Emmanuel Khamis Richard is a South-Sudanese politician. He was the Acting Mayor of Juba City Council before being sacked for assaulting a female stress vendor. He is the Commissioner for Lainya County in Central Equatoria in the Revitalised Transitional Government of National Unity as of 2023.

== Biography ==
Khamis as the Commissioner of Kupera County, and was appointed as Commissioner for Lainya County, in Central Equatoria in the Revitalised Transitional Government of National Unity, through a decree by President Salva Kiir in February 2021 when the unity government was formed. Khamis was also appointed as caretaker Mayor for the municipal council on July 27 by Central Equatoria State Governor, Emmanuel Adil Anthony through a gubernatorial decree. He replaced Michael Lado Allah-Jabu.
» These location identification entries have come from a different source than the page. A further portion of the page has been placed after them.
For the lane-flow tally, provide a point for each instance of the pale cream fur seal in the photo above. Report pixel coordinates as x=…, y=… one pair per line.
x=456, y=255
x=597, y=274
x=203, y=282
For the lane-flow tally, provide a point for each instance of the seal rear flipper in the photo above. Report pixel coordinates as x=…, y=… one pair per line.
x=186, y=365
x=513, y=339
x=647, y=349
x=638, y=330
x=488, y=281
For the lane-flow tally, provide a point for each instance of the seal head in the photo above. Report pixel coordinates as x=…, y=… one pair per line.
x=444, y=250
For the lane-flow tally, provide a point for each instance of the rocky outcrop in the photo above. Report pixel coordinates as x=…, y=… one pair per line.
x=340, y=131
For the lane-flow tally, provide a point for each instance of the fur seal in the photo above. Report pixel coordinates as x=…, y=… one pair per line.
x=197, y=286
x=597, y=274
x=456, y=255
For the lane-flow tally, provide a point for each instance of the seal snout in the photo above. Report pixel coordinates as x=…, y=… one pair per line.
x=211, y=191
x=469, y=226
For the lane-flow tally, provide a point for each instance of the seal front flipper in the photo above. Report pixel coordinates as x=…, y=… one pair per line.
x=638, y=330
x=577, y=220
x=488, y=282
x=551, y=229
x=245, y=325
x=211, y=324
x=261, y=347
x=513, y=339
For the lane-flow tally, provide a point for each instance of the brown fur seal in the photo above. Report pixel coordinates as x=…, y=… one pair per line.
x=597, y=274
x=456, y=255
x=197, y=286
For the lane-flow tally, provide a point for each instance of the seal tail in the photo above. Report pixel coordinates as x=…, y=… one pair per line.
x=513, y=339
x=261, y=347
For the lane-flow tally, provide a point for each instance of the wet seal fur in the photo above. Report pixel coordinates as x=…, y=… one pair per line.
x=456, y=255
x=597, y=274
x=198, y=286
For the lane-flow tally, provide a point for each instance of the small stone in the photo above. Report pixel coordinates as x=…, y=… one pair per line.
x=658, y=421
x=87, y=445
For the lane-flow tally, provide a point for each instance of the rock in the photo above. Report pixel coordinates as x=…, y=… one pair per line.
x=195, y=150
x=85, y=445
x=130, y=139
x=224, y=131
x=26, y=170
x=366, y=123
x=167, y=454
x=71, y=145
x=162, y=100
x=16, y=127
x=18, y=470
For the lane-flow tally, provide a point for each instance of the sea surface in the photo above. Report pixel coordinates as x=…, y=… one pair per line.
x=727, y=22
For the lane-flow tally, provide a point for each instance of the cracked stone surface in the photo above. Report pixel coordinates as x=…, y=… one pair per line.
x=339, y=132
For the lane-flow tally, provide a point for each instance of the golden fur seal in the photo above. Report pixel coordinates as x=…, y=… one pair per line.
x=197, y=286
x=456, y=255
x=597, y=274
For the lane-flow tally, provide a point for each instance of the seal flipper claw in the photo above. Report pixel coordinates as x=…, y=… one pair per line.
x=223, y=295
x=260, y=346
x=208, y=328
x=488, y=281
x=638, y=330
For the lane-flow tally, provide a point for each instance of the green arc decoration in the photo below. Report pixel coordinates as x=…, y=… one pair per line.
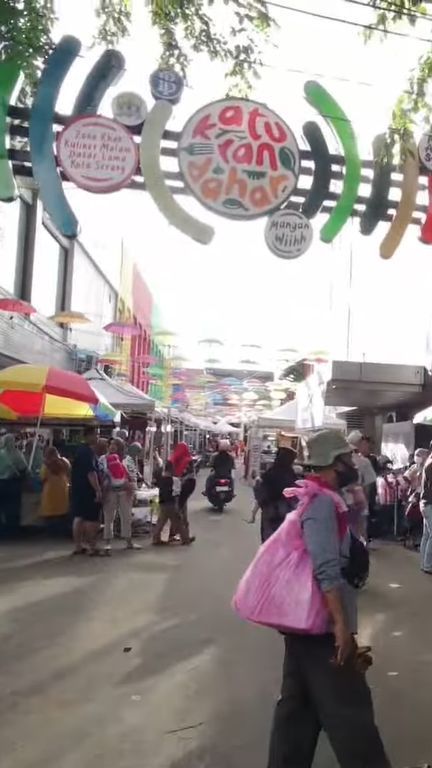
x=334, y=115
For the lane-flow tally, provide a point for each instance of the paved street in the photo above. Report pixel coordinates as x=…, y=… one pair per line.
x=197, y=688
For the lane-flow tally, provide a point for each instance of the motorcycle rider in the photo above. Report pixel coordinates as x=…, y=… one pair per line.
x=222, y=464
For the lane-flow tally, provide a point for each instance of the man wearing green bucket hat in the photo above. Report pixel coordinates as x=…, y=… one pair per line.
x=324, y=685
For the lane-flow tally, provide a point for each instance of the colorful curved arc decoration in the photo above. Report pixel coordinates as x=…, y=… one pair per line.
x=334, y=115
x=322, y=175
x=151, y=136
x=426, y=229
x=104, y=73
x=378, y=202
x=41, y=136
x=406, y=205
x=9, y=74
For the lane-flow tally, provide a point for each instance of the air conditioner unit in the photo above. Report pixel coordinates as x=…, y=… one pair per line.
x=85, y=362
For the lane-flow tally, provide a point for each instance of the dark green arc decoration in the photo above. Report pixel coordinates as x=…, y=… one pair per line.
x=334, y=115
x=9, y=74
x=378, y=202
x=104, y=73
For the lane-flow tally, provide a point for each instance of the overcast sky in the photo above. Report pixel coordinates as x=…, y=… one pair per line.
x=235, y=289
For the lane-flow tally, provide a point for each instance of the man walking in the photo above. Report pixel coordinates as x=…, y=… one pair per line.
x=324, y=685
x=86, y=495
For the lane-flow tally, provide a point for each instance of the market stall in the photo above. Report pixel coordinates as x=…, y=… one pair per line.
x=281, y=423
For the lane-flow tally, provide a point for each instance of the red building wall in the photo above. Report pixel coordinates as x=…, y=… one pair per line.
x=142, y=307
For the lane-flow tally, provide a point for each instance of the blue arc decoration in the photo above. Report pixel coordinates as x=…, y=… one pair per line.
x=103, y=74
x=42, y=137
x=378, y=202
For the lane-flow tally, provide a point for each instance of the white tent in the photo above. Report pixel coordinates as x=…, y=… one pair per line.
x=121, y=395
x=285, y=417
x=223, y=428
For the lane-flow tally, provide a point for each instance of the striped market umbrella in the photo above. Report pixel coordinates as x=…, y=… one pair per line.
x=24, y=389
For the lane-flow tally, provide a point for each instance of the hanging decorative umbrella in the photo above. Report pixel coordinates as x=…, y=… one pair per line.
x=69, y=317
x=120, y=328
x=16, y=306
x=211, y=342
x=54, y=408
x=250, y=396
x=145, y=359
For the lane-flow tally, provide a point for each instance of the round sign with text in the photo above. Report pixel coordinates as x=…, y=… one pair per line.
x=239, y=158
x=425, y=150
x=96, y=153
x=288, y=234
x=129, y=108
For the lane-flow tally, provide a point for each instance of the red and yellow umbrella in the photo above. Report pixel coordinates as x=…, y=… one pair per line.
x=34, y=391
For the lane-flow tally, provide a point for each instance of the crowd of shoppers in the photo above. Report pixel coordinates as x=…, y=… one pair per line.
x=95, y=491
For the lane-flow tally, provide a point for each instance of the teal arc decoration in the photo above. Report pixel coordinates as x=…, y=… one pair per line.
x=42, y=139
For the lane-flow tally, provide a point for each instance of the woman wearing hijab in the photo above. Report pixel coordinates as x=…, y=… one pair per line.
x=55, y=491
x=183, y=466
x=13, y=468
x=274, y=506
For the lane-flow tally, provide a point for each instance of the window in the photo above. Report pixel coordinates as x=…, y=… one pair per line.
x=45, y=272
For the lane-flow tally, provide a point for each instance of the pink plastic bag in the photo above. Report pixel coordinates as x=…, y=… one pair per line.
x=279, y=589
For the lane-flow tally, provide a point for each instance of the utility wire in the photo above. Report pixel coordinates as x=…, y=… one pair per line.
x=394, y=9
x=357, y=24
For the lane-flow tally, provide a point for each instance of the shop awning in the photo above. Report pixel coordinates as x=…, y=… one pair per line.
x=285, y=417
x=121, y=395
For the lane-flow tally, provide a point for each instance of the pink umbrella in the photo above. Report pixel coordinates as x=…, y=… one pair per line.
x=119, y=328
x=16, y=305
x=144, y=359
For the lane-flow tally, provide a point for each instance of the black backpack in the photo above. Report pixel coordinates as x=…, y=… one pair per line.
x=356, y=572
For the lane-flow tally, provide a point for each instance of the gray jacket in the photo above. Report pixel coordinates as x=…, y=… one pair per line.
x=329, y=553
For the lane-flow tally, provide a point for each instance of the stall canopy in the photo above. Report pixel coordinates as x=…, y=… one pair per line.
x=222, y=427
x=285, y=417
x=121, y=395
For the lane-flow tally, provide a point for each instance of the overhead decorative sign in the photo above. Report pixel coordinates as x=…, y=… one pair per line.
x=288, y=234
x=96, y=153
x=425, y=150
x=239, y=158
x=129, y=108
x=166, y=85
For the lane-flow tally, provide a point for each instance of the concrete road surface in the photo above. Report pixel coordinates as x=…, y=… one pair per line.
x=197, y=687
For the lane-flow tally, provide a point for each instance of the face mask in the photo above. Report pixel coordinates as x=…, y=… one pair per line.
x=347, y=475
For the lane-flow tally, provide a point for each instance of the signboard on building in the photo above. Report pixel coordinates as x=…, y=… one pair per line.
x=239, y=158
x=96, y=153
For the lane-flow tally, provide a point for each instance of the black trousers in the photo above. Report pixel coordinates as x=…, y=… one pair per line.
x=317, y=694
x=10, y=505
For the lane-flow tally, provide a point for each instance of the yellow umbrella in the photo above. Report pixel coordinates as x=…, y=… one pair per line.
x=7, y=414
x=69, y=317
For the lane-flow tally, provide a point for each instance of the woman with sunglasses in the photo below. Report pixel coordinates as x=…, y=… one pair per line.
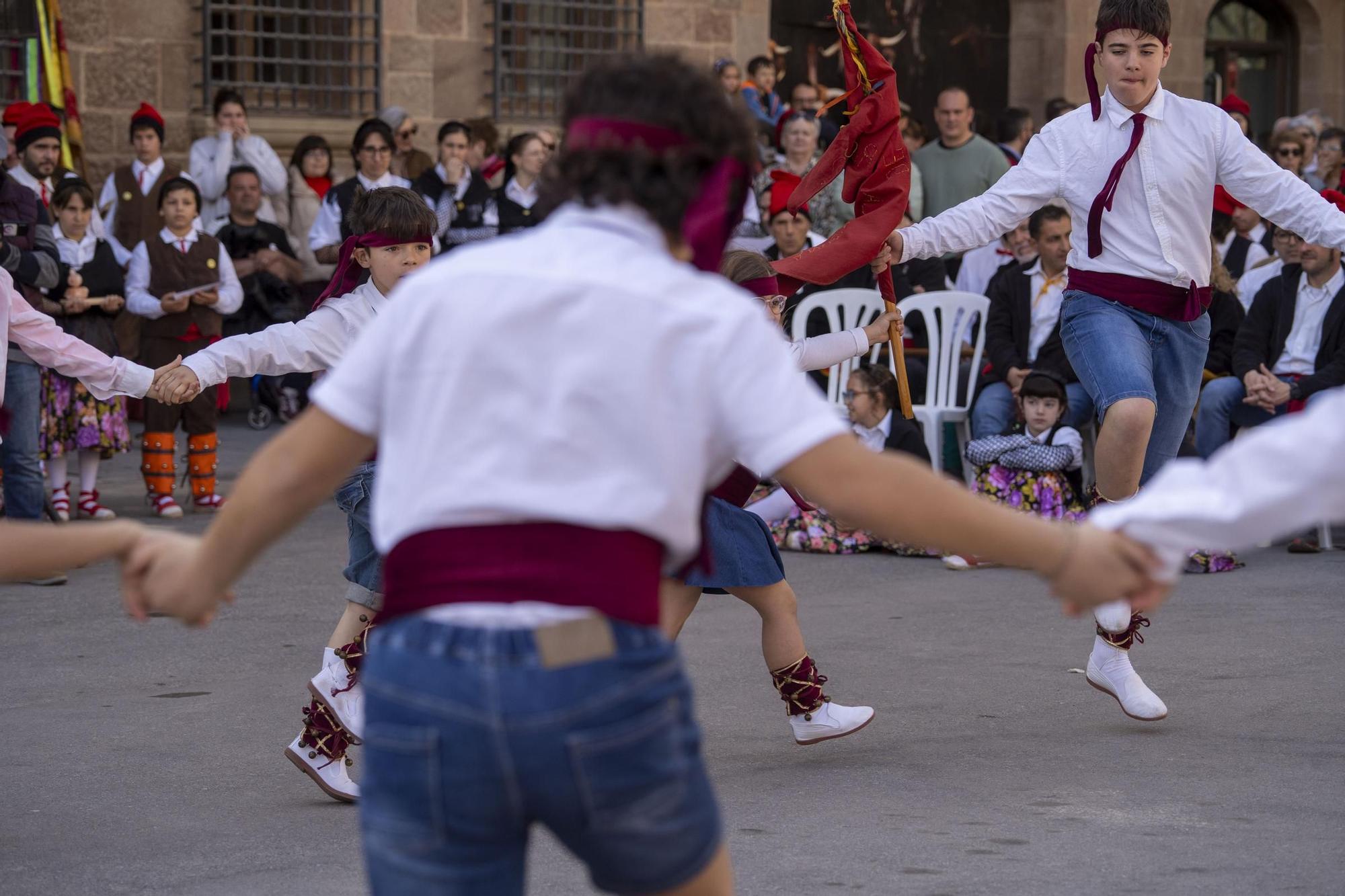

In May 2023, Khamis appealed to holdout groups in the area to return home and help in restoring peace in the country. In the same month of May, he also removed about six check points previously erected along the Juba-Lainya-Yei Road hindering effective movement of pedestrians and travellers plying the highway.

However, in September 2023, the Transitional National Legislative Assembly (TNLA) recommended the instant removal of Emmanuel Khamis as the acting mayor of Juba City Council (JCC) for assaulting a female street vendor. The incident, which was captured in a video that went viral on social media, showed Khamis wielding a pistol in his right hand and physically assaulting a female vendor selling mosquito nets at the Seventh-day Adventist roundabout. He was sacked in September 2023.